Attorney-General v Marama[2009] QSC 404

 

SUPREME COURT OF QUEENSLAND

 

CITATION:

AG for the State of Qld v Marama [2009] QSC 404

PARTIES:

ATTORNEY-GENERAL FOR THE STATE OF QUEENSLAND

(applicant)

v

PETER ROY MARAMA

(respondent)

FILE NO/S:

BS10647/09

DIVISION:

Trial Division

PROCEEDING:

Originating application filed 25 September 2009

ORIGINATING COURT:

Supreme Court, Brisbane

DELIVERED ON:

14 December 2009

DELIVERED AT:

Supreme Court, Brisbane

HEARING DATE:

10 December 2009

JUDGE:

Douglas J

ORDER:

Order in the form attached

CATCHWORDS:

CRIMINAL LAW – SENTENCE – SENTENCING ORDERS – ORDERS AND DECLARATIONS RELATING TO SERIOUS OR VIOLENT OFFENDERS OR DANGEROUS SEXUAL OFFENDERS – DANGEROUS SEXUAL OFFENDER – GENERALLY – length of order – conditions dealing with residence, contact with respondent’s children and planning of his activities

STATUTES – ACTS OF PARLIAMENT – INTERPRETATION – DANGEROUS PRISONERS (SEXUAL OFFENDERS) ACT 2003 - Where the Attorney-General seeks orders pursuant to s. 13 of the Dangerous Prisoners (Sexual Offenders) Act 2003 – length of order – conditions dealing with residence, contact with respondent’s children and planning of his activities

Dangerous Prisoners (Sexual Offenders) Act 2003 cited,

Family Law Act 1975 cited

COUNSEL:

M Maloney for the applicant

S Lynch for the respondent

SOLICITORS:

Crown Law for the applicant

Legal Aid Queensland for the respondent

  1. Douglas J: The Attorney-General seeks orders pursuant to s. 13 of the Dangerous Prisoners (Sexual Offenders) Act 2003.  The respondent, Mr Marama, is currently serving a seven year sentence for rape, having been sentenced on 17 June 2003.  His custodial end date is 15 January 2009. 

Background

  1. Mr Marama is a tribal, Torres Strait Islander whose English is poor, who is illiterate and innumerate and who has either borderline or moderately retarded intellectual capacity in the opinion of Professor Nurcombe, one of the psychiatrists who gave evidence before me.
  1. He has a significant criminal history which includes a number of convictions involving assault or rape of women including the offence for which he has currently been sentenced. One offence for which he was convicted on 18 August 1987 was for an attempted rape on 24 March 1987 of a three year old girl. His offending has normally been associated with abuse of alcohol.

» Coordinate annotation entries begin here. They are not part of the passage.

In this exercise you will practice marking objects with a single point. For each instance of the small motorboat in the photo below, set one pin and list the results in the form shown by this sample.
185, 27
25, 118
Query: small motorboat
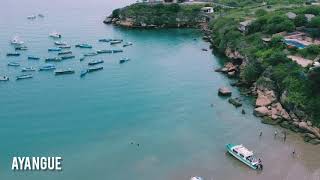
84, 46
95, 62
105, 40
13, 54
65, 47
113, 42
124, 60
28, 69
67, 57
54, 49
83, 73
244, 155
14, 64
24, 76
60, 43
4, 78
32, 17
54, 59
21, 48
33, 57
64, 71
93, 69
127, 44
65, 52
47, 67
117, 51
55, 35
16, 41
90, 54
104, 51
82, 58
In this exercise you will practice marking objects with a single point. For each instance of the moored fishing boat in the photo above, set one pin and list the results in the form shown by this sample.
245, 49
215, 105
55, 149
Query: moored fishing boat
33, 57
64, 71
65, 52
105, 40
95, 62
21, 48
28, 69
55, 35
90, 54
55, 59
14, 64
13, 54
93, 69
83, 73
123, 60
60, 43
104, 51
84, 46
47, 67
244, 155
4, 78
117, 51
67, 57
16, 41
54, 49
127, 44
24, 76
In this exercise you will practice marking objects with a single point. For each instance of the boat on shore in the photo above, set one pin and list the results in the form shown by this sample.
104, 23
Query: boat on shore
65, 52
32, 17
83, 73
65, 47
67, 57
28, 69
117, 50
54, 49
4, 78
55, 35
93, 69
47, 67
21, 48
88, 46
60, 43
14, 64
244, 155
24, 76
124, 60
64, 71
127, 44
104, 51
105, 40
16, 41
113, 42
95, 62
33, 57
55, 59
13, 54
90, 54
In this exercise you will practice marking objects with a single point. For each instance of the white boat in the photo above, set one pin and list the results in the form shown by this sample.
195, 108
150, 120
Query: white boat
16, 41
244, 155
55, 35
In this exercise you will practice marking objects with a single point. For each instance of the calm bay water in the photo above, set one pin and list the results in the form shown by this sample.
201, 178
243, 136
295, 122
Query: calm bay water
161, 100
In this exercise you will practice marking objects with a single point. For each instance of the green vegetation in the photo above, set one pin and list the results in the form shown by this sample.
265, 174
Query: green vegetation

He began heavy drinking at the age of 17 and has regularly participated in binge drinking.
  1. He has successfully completed a number of programs aimed at addressing his offending behaviour while he has been in prison since 17 June 2003 for his last rape conviction. He has attempted a number of other programs relating to agricultural conservation but was unable to complete them because of his lack of literacy. His participation in the programs generally speaking has been positive in spite of his low literacy skills.
  1. His behaviour while in prison on this sentence has also been satisfactory with no breaches recorded although he has sometimes engaged in inappropriate conduct towards female staff members which has lead to his recommencing the “Ending Offending Program”. He has been refused parole through not having completed a robust relapse prevention plan.
  1. I have heard evidence from three psychiatrists, Professor James, Dr Harden and Professor Nurcombe. Each of them identified that the main risk associated with the release of Mr Marama into the community related to his abuse of alcohol and other intoxicants. They also believe that he would have difficulty in maintaining abstinence if not for the proposed supervision order.
  1. For example, Professor Nurcombe said that if the respondent remained abstinent from alcohol his risk of recidivism would be low but if he could not control his use of alcohol the risk would be moderate to high. He also suggested that he needed assisted accommodation, assistance with gaining employment and counselling with regard to his two daughters, one of whom is physically and mentally disabled. He did not consider that there was a need for a curfew or electronic monitoring but considered he needed to maintain his distance from schools, malls, parks or other places where children congregated because of the evidence about the offence involving the three year old child to which I referred earlier.
  1. He believed that his alcohol use should be very closely monitored initially with random testing more than once a week in the first several months. Professor Nurcombe also believed that he needs at least weekly visits to a corrective services officer or supervisor or counsellor and regular drug and alcohol testing. Dr Harden’s view was also along the same lines on these issues as those of Professor Nurcombe and Professor James. Each of the psychiatrists, was of the view that there was no purpose in extending Mr Marama’s incarceration and that he should be released on the conditions proposed.

Term of the order

  1. Professor Nurcombe and Professor James thought that the supervision order should last for five years. Professor James’ view was that if he responded to supervision during that period, given his age, which is probably now about fifty four, he would thereafter be able to control himself. Professor Nurcombe agreed that a five year term for the supervision order would be appropriate because he would be about sixty in five years time and the risk of rape by a man aged sixty was virtually non-existent.
  1. Dr Harden, however, believed that a lengthier period for the supervision order would be appropriate because of Mr Marama’s very long history of alcohol abuse. He believed that the risk would not suddenly decrease and also said that a high level of supervision and monitoring was required.
  1. It seems to me that, if an appropriate level of supervision and monitoring of the condition that he abstain from the use of alcohol is maintained, then a five year term for the order would be appropriate, having regard to the evidence from Professor Nurcombe and Professor James that he would be unlikely to be a risk at the end of such a five year period.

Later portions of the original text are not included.